Attention aux tendances

No Trend Zone

Le volume estival du tourisme européen est peut-être (encore) inférieur aux prévisions et aux espoirs, mais certains pensent pouvoir y déceler des tendances et des évolutions majeures. Faites attention à cela, car s'il y a une certitude cet été, c'est qu'il n'y a pas de certitudes. Ne tirez aucune conclusion.

Les touristes essayent de trouver leur chemin dans un enchevêtrement de règles. Ils se rendent en masse en France et en Italie, et pour la première fois, TUI Belgium place la Bulgarie parmi ses cinq premières destinations (source : TUI Stories). Dans les destinations qui peuvent être atteintes par avion - et elles sont nombreuses - les voyageurs optent pour la gamme supérieure. Tant les grandes chaînes hôtelières que les petits hôtels de charme se portent bien sur le marché. Dans les chaînes d'hôtels de vacances classiques, la capacité est plus limitée et, dans cette limite, les chambres les plus chères ont été réservées étonnamment rapidement.

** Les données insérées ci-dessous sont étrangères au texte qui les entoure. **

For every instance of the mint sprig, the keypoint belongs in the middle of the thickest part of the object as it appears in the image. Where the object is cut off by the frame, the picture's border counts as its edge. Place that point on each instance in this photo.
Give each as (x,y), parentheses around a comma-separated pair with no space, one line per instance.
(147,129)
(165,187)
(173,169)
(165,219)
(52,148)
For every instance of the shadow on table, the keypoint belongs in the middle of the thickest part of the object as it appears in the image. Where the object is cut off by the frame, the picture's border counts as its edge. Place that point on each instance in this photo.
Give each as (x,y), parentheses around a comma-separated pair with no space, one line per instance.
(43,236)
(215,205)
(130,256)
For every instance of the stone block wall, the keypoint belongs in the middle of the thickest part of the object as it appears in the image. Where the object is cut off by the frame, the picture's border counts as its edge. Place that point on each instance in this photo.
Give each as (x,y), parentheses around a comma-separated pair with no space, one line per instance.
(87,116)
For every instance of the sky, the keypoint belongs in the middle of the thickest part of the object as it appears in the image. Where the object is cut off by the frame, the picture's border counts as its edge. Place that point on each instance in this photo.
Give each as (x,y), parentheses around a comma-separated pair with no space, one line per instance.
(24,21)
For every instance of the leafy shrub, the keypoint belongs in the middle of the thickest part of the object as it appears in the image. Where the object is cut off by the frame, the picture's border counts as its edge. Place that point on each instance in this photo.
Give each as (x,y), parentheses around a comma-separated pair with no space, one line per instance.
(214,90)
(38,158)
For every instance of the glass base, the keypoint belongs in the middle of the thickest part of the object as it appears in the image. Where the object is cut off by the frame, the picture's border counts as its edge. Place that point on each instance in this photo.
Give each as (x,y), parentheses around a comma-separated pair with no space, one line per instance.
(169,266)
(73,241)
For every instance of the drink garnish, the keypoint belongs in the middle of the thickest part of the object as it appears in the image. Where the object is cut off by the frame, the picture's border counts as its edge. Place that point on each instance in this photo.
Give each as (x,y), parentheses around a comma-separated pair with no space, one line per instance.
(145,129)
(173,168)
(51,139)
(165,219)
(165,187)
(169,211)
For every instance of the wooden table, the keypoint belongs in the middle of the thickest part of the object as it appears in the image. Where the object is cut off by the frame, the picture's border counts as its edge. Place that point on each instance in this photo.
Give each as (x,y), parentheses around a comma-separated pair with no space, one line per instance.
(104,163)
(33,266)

Pour l'instant, il y a peu de preuves de choix notables en matière de durabilité. Le vacancier choisit, en fonction des possibilités, parmi la gamme limitée de produits proposés par Covid-19. Les gagnants d'aujourd'hui seront en compétition avec les autres demain. En d'autres termes, cette saison, vous pouvez compter les têtes, mais vous ne pouvez pas en tirer de conclusions à long terme.

Dès le début de l'automne, ce sont les autres voyageurs qu'il faudra convaincre. Ceux qui restent chez eux aujourd'hui et optent pour de véritables "staycations" : des vacances à la maison, avec leur propre jardin comme resort et leur propre ville comme destination d'excursion. Ne vous y trompez pas : ils sont beaucoup plus nombreux que nous le pensons. Ils sont les voyageurs de demain, qui ne prendront pas le risque aujourd'hui.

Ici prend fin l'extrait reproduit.